Disclosed herein are computer systems for performing one or more steps of the methods disclosed herein. In some embodiments, the computer system comprises: (A) one or more processors; and (B) a memory storing computer code instructions stored therein, the computer code instructions when executed by the one or more processors cause the computer system to: (i) obtain sequence information for an epitope; (ii) compare, using the sequence information, an amino acid sequence of the epitope to a plurality of amino acid sequences of a plurality of human leukocyte antigen (HLA) ligands to determine the presence or absence of one or more HLA ligand matches (HLA-LMs); (iii) compare, responsive to determining the presence of one or more HLA-LMs, an affinity or a % rank of at least one HLA-LM to a corresponding affinity or a corresponding % rank of the epitope, wherein: (a) the absolute affinity of the HLA-LM represents a binding affinity of the HLA-LM to an HLA, (b) the % rank score of the HLA-LM represents an affinity of the HLA-LM to bind to an HLA relative to the absolute affinity of one or more peptides to bind to the HLA, (c) the absolute affinity of the epitope represents a predicted binding affinity of the epitope to an HLA, and (d) the % rank score of the epitope represents an affinity of the epitope to bind to an HLA relative to the absolute affinity of one or more peptides to bind to the HLA; (iv) characterize the epitope as a potentially non-immunogenic epitope (PNIE) responsive to determining that the absolute affinity or the % rank of the HLA-LM is within a range defined based on the absolute affinity or, respectively, the percentage rank score of the epitope; and (v) identify a location of expression of a protein from which the PNIE is derived; and (vi) characterize the PNIE as a non-immunogenic epitope (NIE) when the location of expression of the protein is not an immune-privileged site.

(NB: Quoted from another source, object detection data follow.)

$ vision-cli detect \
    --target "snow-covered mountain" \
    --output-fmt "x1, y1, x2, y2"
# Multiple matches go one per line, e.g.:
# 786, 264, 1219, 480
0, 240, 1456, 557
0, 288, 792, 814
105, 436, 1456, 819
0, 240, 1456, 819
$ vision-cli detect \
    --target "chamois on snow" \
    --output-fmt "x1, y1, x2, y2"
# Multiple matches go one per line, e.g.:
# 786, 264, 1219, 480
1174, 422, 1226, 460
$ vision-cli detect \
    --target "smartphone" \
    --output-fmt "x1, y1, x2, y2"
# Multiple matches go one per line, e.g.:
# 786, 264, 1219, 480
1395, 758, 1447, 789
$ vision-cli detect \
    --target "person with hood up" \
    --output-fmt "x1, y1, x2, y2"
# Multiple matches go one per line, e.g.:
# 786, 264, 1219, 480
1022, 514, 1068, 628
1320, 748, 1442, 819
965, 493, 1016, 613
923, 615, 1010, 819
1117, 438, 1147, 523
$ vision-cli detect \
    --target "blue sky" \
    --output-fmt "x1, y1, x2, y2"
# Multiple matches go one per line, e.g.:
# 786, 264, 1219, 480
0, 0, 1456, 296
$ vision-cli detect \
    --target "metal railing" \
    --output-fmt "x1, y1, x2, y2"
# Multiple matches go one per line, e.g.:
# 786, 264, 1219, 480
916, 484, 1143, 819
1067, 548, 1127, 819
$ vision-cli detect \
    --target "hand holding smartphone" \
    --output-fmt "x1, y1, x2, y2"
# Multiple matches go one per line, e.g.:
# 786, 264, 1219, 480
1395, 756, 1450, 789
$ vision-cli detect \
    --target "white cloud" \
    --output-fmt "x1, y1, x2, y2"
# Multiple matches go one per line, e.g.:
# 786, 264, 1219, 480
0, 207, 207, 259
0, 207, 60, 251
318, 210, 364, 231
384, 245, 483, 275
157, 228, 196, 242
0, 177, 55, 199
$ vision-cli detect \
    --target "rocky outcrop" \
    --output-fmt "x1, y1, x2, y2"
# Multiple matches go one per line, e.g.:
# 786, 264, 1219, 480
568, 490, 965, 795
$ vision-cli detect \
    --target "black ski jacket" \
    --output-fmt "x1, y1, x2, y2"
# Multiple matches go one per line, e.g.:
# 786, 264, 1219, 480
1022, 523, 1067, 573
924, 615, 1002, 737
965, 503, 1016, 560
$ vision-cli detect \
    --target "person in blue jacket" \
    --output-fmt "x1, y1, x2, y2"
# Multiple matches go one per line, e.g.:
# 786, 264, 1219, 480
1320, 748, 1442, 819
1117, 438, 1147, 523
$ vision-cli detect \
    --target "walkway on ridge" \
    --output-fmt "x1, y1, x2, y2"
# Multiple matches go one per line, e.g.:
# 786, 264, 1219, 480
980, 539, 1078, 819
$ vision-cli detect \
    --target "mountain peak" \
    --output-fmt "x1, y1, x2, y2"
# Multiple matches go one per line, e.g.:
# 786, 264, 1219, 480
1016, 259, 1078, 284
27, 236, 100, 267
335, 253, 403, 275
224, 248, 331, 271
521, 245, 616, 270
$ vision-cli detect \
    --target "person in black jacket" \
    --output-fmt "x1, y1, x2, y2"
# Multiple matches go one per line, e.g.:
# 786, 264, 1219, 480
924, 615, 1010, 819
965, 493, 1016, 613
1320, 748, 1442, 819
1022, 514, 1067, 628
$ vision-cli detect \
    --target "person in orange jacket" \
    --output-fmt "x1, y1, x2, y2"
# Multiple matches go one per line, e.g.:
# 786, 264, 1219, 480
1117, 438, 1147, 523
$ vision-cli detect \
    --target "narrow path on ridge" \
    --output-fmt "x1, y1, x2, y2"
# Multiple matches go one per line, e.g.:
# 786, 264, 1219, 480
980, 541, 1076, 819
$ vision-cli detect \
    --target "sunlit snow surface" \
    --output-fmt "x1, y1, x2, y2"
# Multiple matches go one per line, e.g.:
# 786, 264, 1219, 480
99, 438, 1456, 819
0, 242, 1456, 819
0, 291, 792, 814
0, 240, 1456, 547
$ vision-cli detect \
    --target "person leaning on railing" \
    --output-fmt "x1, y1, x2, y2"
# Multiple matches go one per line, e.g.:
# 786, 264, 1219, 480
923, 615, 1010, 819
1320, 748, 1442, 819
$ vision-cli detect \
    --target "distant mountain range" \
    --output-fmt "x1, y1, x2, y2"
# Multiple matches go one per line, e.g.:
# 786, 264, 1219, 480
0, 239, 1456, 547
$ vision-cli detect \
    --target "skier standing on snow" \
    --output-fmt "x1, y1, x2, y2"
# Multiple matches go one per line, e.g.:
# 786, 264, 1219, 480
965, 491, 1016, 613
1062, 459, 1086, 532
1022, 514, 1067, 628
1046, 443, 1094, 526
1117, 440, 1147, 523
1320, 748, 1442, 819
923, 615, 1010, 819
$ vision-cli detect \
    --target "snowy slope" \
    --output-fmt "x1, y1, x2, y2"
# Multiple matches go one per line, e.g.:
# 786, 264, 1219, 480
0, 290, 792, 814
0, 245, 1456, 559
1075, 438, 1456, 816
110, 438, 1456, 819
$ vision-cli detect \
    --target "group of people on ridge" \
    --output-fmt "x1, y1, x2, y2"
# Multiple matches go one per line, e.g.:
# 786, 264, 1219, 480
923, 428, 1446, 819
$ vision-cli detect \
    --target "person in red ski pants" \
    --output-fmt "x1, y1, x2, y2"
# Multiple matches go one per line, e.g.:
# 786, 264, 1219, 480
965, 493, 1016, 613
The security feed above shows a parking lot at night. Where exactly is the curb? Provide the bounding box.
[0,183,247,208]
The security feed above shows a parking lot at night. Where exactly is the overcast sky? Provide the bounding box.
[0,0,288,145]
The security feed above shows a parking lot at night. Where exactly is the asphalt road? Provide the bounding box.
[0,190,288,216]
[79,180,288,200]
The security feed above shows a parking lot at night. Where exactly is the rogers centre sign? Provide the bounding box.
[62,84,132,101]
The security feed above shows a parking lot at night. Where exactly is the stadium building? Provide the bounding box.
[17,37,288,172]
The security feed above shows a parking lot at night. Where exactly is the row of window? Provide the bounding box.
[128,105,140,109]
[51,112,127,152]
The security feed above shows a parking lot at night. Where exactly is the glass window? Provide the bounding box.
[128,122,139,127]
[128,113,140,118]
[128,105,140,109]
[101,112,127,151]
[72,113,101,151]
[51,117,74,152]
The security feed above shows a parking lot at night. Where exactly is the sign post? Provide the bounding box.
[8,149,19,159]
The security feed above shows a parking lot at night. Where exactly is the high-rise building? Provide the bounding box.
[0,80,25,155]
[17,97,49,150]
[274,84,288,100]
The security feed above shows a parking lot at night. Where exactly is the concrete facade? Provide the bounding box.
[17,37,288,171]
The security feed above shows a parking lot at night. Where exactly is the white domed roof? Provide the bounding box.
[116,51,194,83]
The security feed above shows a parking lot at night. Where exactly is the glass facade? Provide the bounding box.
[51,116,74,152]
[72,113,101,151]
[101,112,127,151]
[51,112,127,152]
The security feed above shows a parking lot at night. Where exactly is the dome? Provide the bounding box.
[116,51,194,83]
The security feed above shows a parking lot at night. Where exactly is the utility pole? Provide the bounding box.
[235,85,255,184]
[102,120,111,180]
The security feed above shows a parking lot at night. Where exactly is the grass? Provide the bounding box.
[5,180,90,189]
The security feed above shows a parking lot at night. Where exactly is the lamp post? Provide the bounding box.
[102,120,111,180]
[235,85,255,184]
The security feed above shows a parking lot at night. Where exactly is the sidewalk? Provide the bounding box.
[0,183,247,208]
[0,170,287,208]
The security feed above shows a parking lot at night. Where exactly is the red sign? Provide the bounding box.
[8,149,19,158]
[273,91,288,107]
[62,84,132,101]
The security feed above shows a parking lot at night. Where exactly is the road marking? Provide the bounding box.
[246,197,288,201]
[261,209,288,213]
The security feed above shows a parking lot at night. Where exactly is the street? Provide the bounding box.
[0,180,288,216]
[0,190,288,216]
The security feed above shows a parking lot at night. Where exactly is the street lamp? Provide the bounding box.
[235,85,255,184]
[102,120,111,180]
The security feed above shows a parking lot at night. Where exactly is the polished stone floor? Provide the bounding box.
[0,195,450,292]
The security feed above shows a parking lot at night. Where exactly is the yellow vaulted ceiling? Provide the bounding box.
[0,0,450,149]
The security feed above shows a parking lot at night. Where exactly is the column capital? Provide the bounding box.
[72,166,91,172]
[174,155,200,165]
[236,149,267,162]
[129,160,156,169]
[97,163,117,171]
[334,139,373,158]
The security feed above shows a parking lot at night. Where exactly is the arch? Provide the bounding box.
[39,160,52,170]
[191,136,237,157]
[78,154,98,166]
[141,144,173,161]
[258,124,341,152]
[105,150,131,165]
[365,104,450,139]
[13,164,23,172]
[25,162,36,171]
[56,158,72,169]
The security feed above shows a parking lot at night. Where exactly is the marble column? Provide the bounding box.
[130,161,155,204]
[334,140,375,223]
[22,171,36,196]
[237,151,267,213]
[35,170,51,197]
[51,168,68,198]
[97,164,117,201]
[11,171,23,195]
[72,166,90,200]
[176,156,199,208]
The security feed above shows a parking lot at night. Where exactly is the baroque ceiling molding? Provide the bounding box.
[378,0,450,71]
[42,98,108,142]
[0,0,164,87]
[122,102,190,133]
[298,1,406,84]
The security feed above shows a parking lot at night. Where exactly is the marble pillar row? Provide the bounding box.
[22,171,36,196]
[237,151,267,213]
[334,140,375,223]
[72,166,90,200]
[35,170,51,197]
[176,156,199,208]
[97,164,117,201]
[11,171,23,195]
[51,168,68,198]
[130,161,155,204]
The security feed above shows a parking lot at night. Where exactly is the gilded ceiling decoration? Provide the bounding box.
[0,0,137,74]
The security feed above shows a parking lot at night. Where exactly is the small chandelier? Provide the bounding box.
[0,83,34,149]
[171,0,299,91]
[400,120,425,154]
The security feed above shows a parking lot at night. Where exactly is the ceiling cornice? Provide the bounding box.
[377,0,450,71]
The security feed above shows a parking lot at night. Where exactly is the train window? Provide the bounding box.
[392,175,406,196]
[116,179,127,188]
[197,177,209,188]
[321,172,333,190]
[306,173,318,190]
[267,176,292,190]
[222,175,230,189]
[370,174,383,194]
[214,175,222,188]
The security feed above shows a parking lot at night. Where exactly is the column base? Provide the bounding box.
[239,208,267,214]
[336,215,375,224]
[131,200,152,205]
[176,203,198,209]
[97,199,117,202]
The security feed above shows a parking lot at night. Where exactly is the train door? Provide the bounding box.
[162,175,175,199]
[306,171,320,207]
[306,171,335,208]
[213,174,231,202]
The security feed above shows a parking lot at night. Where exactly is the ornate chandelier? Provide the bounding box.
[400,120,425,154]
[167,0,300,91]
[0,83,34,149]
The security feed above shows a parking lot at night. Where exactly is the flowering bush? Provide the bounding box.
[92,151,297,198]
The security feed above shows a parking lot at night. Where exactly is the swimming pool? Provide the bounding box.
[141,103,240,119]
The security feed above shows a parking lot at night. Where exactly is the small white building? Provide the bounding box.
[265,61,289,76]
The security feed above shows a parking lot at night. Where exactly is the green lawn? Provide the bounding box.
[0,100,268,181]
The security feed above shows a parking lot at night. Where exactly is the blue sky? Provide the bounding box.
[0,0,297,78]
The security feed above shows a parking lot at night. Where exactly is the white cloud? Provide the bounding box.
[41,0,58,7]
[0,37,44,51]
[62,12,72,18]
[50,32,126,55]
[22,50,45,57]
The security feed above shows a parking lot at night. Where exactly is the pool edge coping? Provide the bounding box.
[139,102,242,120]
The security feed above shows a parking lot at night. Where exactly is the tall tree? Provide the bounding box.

Disclosed herein are non-transitory computer readable media (NT-CRM) having computer code instructions to perform one or more steps of the methods disclosed herein. Disclosed herein is a non-transitory computer-readable medium having computer code instructions stored thereon, wherein the computer code instructions when executed by one or more processors cause the one or more processors to: (a) obtain sequence information for an epitope; (b) compare, using the sequence information, an amino acid sequence of the epitope to a plurality of amino acid sequences of a plurality of human leukocyte antigen (HLA) ligands to determine the presence or absence of one or more HLA ligand matches (HLA-LMs); (c) compare, responsive to determining the presence of one or more HLA-LMs, an affinity or a % rank of at least one HLA-LM to a corresponding affinity or a corresponding % rank of the epitope, wherein: (i) the absolute affinity of the HLA-LM represents a binding affinity of the HLA-LM to an HLA, (ii) the % rank score of the HLA-LM represents an affinity of the HLA-LM to bind to an HLA relative to the absolute affinity of one or more peptides to bind to the HLA, (iii) the absolute affinity of the epitope represents a predicted binding affinity of the epitope to an HLA, and (iv) the % rank score of the epitope represents an affinity of the epitope to bind to an HLA relative to the absolute affinity of one or more peptides to bind to the HLA; (d) characterize the epitope as a potentially non-immunogenic epitope (PNIE) responsive to determining that the absolute affinity or the % rank of the HLA-LM is within a range defined based on the absolute affinity or, respectively, the percentage rank score of the epitope; and (e) identify a location of expression of a protein from which the PNIE is derived; and (f) characterize the PNIE as a non-immunogenic epitope (NIE) when the location of expression of the protein is not an immune-privileged site.

Identifying a Human Leukocyte Antigen Ligand Match (HLA-LM)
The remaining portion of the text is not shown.